When I first began reading the page, I thought of it as a guilty indulgence and a distraction. It held a similar appeal to picking up a People magazine, except with the added allure of possibly finding something written about myself. But as I, and 1,300 others, perused the page, I kept reading confessions that nauseated me.
In the last issue of The Weekly, writer Olivia Landon explained the positive aspects of the anonymous page. While I found the piece to be both strongly written and compelling, I cannot help but disagree. The many hyper-sexual and violent confessions mitigate any lasting positivity.
“To the blond sophomore kines major with the sexy new haircut: I want to make you as sore as you get from those intense workouts I see you doing at the gym,” confession No. 2925 reads.
“Cute guy in my economics class: any time, any place, any hole,” confession No. 2506 reads.
A third confession references the writer’s desire to stab the subject with his penis. The entire confession has not been reprinted because it so clearly implicated a specific individual.
In what world is writing about someone in graphic sexual detail complimentary? Most people have their kinks and fetishes, but being publicly made the object of someone’s is not flattering. It is scary.
The first two of confessions make it more difficult for the subject to be identified. The third, on the other hand, does little to protect the subject and in doing so violates her privacy. It allows an unwilling participant to become entertainment for 1,300-plus people, and it opens up tangled questions about safety, violation and rights to privacy.
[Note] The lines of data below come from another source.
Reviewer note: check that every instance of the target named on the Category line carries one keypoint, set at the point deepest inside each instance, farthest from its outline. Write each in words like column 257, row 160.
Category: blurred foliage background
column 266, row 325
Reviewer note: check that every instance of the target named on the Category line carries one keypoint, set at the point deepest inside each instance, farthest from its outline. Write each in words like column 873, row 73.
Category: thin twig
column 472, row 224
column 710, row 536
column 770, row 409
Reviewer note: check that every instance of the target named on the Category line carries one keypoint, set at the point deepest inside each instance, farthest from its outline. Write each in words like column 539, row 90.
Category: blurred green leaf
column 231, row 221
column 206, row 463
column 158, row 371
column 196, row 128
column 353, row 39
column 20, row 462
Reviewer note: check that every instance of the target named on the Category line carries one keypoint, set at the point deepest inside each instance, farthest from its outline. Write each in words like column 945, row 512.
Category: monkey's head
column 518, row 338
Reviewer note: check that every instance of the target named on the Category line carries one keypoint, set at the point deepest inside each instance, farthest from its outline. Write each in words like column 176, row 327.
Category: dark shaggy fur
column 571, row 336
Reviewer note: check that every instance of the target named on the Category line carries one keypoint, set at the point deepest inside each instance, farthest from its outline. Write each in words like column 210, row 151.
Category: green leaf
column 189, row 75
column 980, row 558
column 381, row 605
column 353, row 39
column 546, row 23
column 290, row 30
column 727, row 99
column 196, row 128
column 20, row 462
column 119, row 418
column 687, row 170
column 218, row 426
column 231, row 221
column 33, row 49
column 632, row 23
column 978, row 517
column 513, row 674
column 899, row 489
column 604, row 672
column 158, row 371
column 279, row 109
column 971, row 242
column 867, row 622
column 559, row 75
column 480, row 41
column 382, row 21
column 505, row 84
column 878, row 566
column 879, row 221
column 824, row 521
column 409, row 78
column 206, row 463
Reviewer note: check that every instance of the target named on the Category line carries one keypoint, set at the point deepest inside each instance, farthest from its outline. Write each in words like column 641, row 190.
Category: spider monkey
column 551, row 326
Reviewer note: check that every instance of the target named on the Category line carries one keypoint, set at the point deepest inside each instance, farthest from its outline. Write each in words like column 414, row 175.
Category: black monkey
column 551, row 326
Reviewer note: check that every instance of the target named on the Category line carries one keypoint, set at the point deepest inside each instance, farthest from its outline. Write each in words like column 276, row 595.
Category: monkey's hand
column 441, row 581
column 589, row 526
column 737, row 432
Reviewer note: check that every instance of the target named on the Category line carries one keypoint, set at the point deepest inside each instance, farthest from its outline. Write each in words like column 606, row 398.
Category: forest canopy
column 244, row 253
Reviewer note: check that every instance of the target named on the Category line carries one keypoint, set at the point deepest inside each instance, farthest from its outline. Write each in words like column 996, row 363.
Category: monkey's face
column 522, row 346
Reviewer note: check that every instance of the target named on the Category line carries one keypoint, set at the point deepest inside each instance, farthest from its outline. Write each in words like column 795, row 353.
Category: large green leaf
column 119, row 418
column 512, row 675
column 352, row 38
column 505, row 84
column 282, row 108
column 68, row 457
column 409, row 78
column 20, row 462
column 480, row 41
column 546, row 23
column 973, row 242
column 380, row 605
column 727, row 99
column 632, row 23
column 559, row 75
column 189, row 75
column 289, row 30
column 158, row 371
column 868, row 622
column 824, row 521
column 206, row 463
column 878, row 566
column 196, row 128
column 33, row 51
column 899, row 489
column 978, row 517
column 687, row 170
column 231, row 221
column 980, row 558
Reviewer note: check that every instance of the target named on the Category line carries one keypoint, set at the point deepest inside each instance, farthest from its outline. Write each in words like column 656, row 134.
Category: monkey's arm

A confession is supposed to be inherently some kind of catharsis, whether the secret be negative or positive. Post Secret, a community art project that provides a forum for confessions, epitomizes the way in which a massive (often anonymous) community can provide a safe space for the release of secrets. It catalyzes friendships and communities and provides a forum for conversation for those in need.
So why is “Oxy Confessions” both unproductive and unsafe?
Firstly, the moderator does not restrict such degrading confessions. And while he or she has done an excellent job providing resources to those who confess feelings of depression or alienation, it does not mediate the overall hyper-sexualized and contentious tone of the page.
What the page really does is allow people to feel as if they are engaging with their peers in a manner of exchange and debate, while in fact indulging themselves in their own opinions. Yes, debates over sexual identity, privilege, race and culture do unfold on the page. But the thoughts exchanged remain in stasis – they are comments on a web forum and nothing more. “Oxy Confessions” acts as a warm blanket which strips students of the compulsion to have such discussions in person. In doing so, it does nothing to change the intellectual or cultural landscape of the college.
More importantly, however, it draws explicit attention to individuals whose identities are hardly veiled. It also fetishizes entire ethnic communities – it would take a page of this paper to list all of the sexual confessions that reference Blasians and Asians alone.
The explicit nature of these confessions does not prove an open sexual discourse, but rather the presence of a repressed sexual culture. When we cannot turn to our sexual partners and say exactly what we like and do not like, when we cannot be honest with ourselves about our personal kinks, when we feel discomfort with our own bodies or the bodies of others, our desires will find a way to manifest themselves. They will manifest themselves in violent, sexual discourse, and they will further threaten the respect and acceptance which build a strong community.